A Planning Authority scheme that allows property owners to pay to have their building illegalities ignored is to be extended to properties that are partially in Outside Development Zone areas.

The revised scheme, which has now been opened to public consultation, would allow owners of buildings with irregularities that are classified as Category 1 Rural Settlements to apply for regularisation.

Regularisation allows owners to pay a fine to have irregularities given the official green light by the PA, making it much easier for them to then sell the property. Banks generally do not approve mortgages for properties that are irregularly built.

In a statement announcing the draft amendments, the PA said that it was proposing the changes at the government’s request.

The changes will broaden the eligibility of a controversial 2016 regularisation scheme that allowed property owners to have illegalities approved against a payment of a fee. 

Originally announced as a restricted two-year plan, the regularisation scheme has been extended with each passing year and remains open to this very day. More than 19,500 applications have been filed since it was launched in August 2016.

While the original scheme was restricted to buildings within development boundaries, the revised one will allow buildings that are partially within ODZ to also be eligible for regularisation.

To be eligible, buildings must have a permit that predates 2016 and the irregular development cannot have a footprint that extends beyond the PA’s 2016 aerial photographs.

Properties that have been subject to a PA enforcement notice predating 2016 will also be eligible for regularisation.

Only non-sanctionable variations from the existing permit shall be considered within the permitted site boundary. Sites where no form of development permission exists, shall not be eligible for regularisation, the PA said.

As with the previous scheme, regularisation will only be approved if there is no injury to amenity and if the building is used for a function in conformity with current planning policies and regulations.

Unlike the previous scheme, the PA has not set any deadline on the new, revised amendments.

In a statement, it said that money raised through the regularisation scheme would go towards funding other authority schemes such as the Irrestawra Darek Grant Scheme, Irrestawra l- faċċata, Irrestawra l-Każin and the Traditional Wooden Balcony Restoration Grant Scheme.
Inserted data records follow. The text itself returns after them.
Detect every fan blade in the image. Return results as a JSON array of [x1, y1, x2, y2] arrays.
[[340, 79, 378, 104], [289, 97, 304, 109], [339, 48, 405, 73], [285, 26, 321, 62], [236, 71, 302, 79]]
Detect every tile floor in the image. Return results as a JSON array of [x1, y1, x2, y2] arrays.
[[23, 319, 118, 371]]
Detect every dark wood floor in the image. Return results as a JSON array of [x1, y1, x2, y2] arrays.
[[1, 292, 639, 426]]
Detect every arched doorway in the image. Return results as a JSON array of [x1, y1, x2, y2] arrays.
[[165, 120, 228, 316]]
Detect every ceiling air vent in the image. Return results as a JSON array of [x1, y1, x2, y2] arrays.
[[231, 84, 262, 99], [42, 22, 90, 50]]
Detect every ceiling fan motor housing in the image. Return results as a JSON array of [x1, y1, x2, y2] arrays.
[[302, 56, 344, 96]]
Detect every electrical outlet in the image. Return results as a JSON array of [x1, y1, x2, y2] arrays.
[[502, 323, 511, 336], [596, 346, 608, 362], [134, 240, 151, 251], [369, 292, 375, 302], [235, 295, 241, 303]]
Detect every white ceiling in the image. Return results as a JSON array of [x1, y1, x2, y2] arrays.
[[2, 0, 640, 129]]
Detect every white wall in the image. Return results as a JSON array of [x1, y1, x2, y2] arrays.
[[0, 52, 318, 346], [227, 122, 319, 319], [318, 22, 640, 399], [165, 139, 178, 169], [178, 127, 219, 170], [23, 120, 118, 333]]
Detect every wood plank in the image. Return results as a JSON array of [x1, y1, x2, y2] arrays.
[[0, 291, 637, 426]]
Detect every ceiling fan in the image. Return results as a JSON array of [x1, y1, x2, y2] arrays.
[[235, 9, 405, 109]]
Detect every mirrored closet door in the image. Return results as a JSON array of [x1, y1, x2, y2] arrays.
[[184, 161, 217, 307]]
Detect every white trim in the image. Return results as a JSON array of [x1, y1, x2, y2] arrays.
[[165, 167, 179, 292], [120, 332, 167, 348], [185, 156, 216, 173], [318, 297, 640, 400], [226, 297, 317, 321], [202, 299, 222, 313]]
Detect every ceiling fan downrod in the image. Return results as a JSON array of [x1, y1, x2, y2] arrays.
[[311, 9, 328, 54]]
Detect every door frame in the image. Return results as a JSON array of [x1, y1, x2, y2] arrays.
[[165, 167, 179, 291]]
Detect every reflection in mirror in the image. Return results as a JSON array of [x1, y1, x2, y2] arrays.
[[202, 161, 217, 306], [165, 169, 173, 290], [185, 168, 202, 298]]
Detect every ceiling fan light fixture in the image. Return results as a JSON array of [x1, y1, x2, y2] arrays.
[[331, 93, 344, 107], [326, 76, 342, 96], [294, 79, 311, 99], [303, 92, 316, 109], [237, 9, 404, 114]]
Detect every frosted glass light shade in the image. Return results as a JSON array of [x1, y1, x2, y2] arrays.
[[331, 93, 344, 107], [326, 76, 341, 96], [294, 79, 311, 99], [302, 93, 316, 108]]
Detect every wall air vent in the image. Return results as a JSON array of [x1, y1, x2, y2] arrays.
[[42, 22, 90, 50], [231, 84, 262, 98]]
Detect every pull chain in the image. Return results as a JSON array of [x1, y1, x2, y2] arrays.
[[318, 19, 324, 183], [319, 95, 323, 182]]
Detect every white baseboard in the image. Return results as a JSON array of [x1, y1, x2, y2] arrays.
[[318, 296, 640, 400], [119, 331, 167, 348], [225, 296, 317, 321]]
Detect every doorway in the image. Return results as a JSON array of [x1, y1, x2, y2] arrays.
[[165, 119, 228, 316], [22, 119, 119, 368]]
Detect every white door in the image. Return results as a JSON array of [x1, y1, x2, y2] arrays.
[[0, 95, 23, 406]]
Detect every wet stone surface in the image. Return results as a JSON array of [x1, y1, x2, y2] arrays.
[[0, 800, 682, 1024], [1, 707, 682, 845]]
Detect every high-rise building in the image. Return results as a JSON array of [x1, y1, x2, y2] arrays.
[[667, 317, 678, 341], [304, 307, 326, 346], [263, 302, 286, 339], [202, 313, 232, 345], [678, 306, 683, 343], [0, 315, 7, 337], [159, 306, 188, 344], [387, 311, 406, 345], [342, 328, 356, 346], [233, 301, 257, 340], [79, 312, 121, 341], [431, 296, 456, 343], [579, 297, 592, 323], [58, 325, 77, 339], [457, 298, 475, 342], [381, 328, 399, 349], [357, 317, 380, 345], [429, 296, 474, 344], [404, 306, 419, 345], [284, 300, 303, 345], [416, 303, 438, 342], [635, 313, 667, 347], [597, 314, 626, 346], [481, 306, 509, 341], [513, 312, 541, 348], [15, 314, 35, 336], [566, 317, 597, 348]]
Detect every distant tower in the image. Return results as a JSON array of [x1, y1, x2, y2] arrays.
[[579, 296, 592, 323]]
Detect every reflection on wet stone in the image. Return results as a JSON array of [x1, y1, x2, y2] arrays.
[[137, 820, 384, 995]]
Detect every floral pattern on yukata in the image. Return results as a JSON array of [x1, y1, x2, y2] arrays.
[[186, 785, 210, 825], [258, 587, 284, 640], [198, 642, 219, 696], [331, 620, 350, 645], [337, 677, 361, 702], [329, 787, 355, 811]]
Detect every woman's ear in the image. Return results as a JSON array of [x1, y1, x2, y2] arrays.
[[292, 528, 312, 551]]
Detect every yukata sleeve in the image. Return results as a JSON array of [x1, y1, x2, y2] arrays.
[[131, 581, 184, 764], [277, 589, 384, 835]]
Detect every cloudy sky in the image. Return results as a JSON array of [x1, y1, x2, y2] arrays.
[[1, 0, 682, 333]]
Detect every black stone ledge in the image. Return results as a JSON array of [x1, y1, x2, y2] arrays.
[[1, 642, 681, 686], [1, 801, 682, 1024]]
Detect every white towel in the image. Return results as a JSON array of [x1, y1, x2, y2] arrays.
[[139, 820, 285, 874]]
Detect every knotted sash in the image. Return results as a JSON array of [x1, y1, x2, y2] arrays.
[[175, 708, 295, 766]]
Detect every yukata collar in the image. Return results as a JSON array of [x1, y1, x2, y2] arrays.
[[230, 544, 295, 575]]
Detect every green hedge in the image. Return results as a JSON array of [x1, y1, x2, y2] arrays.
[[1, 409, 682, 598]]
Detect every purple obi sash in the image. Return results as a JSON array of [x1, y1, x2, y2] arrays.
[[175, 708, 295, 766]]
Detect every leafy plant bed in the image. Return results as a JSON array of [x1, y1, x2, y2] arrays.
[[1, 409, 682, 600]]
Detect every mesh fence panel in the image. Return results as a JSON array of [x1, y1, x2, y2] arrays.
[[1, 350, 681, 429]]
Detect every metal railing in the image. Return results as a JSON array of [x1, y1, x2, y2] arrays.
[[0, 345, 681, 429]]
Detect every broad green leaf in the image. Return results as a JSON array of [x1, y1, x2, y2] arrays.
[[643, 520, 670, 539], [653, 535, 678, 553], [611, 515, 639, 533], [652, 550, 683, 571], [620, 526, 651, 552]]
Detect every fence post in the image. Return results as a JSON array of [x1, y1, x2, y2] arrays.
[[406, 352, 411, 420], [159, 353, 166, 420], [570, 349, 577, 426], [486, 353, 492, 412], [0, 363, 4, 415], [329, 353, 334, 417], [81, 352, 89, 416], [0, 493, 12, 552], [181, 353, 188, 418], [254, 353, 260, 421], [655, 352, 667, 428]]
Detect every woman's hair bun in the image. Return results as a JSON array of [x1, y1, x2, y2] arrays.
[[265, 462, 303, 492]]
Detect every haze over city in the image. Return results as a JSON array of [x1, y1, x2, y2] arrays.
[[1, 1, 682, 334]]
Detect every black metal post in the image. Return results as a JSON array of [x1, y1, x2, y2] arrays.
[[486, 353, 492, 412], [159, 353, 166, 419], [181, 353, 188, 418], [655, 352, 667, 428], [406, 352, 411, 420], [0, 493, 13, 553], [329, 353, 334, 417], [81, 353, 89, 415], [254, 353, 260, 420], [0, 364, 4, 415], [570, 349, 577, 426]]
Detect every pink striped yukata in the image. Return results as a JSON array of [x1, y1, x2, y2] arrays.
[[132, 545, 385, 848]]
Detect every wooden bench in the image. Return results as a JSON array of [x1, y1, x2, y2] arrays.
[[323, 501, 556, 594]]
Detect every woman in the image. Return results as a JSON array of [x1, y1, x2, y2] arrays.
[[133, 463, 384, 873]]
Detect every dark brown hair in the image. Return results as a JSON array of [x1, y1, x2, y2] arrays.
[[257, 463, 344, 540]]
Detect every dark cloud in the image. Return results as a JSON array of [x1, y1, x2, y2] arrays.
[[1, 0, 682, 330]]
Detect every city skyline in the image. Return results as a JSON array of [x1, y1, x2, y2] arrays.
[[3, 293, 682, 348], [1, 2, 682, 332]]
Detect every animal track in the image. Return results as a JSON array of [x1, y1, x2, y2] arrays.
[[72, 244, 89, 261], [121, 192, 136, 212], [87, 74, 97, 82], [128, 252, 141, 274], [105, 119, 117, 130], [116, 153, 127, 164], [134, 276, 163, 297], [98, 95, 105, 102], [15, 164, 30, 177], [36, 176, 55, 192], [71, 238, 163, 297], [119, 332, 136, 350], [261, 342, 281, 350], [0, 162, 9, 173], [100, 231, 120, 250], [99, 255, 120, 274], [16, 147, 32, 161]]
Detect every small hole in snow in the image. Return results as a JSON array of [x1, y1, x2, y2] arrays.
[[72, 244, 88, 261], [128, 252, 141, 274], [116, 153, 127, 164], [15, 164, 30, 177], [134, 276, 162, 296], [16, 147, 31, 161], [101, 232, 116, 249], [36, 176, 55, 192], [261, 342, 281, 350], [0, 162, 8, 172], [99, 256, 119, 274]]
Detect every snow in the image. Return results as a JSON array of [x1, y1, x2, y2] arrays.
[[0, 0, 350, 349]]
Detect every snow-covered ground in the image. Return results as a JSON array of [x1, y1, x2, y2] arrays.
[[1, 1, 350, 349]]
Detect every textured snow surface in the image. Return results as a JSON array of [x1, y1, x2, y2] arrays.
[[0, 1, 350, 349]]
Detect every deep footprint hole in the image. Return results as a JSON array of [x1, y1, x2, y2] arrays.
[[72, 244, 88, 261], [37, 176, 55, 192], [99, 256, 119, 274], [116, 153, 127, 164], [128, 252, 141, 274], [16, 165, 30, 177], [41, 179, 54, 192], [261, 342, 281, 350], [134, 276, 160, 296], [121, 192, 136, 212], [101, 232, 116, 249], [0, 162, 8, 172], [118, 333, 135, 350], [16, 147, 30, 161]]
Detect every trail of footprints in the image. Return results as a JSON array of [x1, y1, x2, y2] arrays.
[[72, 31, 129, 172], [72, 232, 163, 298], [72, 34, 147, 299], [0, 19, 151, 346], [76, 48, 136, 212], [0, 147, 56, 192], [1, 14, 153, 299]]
Some of the money raised will also be used for urban improvement projects proposed by local councils, or NGOs, through the Development Planning Fund.

The full draft amendments may be viewed on the PA’s website.

The Planning Authority invites the public to submit representations to the proposed amendments regarding the Regularisation of Existing Development Regulations. Submissions are to be sent by email on: regularisation.amendments@pa.org.mt

Submissions must be sent by November 21.